Je me suis enfin occupé de la tombe de Maman. … L’inscription que j’aimerais est celle-ci:

EDITH MARY TOLKIEN
1889-1971
Lúthien

Bref et plat, sauf pour Lúthien, qui pour moi dit plus qu’une multitude de mots : car elle était (et le savait) ma Lúthien.*

13 juillet. Dis-moi ce que tu penses, sans retenue, de cet ajout. J’ai commencé à y penser sous le coup d’une émotion & d’un regret très forts – et je suis en outre affligé de temps en temps (de plus en plus fréquemment) par un sentiment de perte écrasant. J’ai besoin de conseil. J’espère toutefois qu’aucun de mes enfants n’aura l’impression qu’utiliser ce nom est une lubie romantique. Ce n’est en tout pas la même chose que lorsqu’une nécrologie cite un petit surnom. Je n’ai jamais appelé Edith Lúthien – mais elle était à l’origine de l’histoire, qui devint progressivement la partie principale du Silmarillion. Elle a été conçue dans une clairière remplie de ciguës à Roos dans le Yorkshire (où j’ai été pendant une brève période en charge d’une antenne de la garnison Humber, en 1917 ; elle a pu vivre avec moi pendant quelque temps). À cette époque ses cheveux étaient d’un noir de jais, sa peau claire, ses yeux plus brillants que tu ne les as connus, et elle savait chanter – et danser. Mais l’histoire est allée de travers, & je reste seul et moi je ne puis plaider devant l’inexorable Mandos.
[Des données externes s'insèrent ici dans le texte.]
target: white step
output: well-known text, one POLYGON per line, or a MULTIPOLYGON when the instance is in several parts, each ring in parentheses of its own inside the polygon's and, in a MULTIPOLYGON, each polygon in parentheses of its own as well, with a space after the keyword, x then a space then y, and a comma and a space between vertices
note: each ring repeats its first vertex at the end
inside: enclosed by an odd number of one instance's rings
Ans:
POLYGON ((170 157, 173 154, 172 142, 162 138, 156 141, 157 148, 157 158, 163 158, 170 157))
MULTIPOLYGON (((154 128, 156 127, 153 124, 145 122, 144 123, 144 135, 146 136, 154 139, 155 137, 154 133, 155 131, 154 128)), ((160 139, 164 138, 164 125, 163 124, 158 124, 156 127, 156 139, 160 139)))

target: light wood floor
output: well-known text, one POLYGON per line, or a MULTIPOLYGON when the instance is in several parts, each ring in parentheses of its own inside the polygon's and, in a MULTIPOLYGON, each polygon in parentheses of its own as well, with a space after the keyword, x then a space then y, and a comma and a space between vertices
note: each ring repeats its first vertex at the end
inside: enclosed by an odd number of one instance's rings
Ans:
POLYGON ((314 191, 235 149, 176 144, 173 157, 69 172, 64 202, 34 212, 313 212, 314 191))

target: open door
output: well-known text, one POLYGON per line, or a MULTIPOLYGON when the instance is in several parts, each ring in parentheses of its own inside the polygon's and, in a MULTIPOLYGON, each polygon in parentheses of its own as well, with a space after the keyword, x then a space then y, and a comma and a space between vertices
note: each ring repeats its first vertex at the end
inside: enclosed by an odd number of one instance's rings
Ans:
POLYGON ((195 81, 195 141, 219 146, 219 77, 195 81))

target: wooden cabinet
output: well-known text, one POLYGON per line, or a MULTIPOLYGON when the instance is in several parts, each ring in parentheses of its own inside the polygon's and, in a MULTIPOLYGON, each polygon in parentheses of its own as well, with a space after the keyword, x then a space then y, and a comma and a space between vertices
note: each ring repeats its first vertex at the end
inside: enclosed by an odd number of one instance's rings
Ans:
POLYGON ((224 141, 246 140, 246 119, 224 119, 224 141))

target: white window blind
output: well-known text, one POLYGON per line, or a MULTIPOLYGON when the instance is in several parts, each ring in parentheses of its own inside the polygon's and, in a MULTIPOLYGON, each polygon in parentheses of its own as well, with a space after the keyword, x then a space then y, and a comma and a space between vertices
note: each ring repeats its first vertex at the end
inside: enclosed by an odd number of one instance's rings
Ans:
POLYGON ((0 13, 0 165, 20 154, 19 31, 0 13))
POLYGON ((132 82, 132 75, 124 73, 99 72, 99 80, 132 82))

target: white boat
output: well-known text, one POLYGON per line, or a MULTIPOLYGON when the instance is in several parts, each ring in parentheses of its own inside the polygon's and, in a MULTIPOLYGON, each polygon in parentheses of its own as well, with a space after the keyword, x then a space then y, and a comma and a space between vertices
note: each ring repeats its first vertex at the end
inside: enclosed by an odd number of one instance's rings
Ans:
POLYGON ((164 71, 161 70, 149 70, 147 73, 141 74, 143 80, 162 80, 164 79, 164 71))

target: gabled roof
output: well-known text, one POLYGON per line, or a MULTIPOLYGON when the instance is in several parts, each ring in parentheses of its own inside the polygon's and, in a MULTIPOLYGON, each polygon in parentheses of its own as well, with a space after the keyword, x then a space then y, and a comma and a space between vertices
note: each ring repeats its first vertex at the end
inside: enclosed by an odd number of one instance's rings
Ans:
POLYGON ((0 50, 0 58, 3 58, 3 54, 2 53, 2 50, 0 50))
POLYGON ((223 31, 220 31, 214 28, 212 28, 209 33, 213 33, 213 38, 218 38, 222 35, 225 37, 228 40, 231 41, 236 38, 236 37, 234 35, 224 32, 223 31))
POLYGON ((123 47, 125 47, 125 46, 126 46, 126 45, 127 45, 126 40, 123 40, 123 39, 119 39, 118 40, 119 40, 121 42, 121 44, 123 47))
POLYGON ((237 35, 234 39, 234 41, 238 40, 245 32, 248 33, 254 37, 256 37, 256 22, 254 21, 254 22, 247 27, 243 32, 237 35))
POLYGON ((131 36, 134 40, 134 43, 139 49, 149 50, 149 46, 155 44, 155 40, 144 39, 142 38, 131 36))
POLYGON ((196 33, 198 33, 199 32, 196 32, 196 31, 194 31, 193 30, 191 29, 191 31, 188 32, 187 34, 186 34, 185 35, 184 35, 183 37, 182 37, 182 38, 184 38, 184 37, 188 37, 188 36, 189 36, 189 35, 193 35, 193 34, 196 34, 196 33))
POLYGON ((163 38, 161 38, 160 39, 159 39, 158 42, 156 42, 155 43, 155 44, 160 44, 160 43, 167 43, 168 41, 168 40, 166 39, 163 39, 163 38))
Je n’en dirai pas plus ici. Mais j’aimerais avoir bientôt une longue conversation avec toi. Car si, comme cela semble probable, je n’écris jamais de biographie en bonne et due forme – cela va contre ma nature, qui exprime ses sentiments profonds par des récits et des mythes – quelqu’un de proche de mon cœur devrait connaître un peu de ces choses que nulle archive ne conserve : les horrible souffrances de nos deux enfances, dont nous nous sommes mutuellement sauvés, mais sans pouvoir soigner complètement des blessures qui se sont révélées plus tard être souvent des infirmités ; les souffrances que nous avons endurées après le commencement de notre amour – toutes choses qui (au-delà de nos faiblesses personnelles) pourraient faire plus facilement pardonner, ou comprendre, les chutes et épisodes obscurs qui ont par moments marri notre vie – et expliquer pouquoi ceux-ci n’ont jamais atteint notre être profond ni troublé les souvenirs de notre amour de jeunesse. Car toujours (surtout lorsque nous étions seuls) nous nous retrouvions dans cette clairière et allions main dans la main, de nombreuses fois afin d’échapper à l’ombre de la mort imminente, peu avant notre dernière séparation.

* Elle connaissait la toute première version de la légende (écrite à l’hôpital) ainsi que le poème finalement publié sous la forme du chant d’Aragorn dans [Le] S[eigneur des] A[nneaux].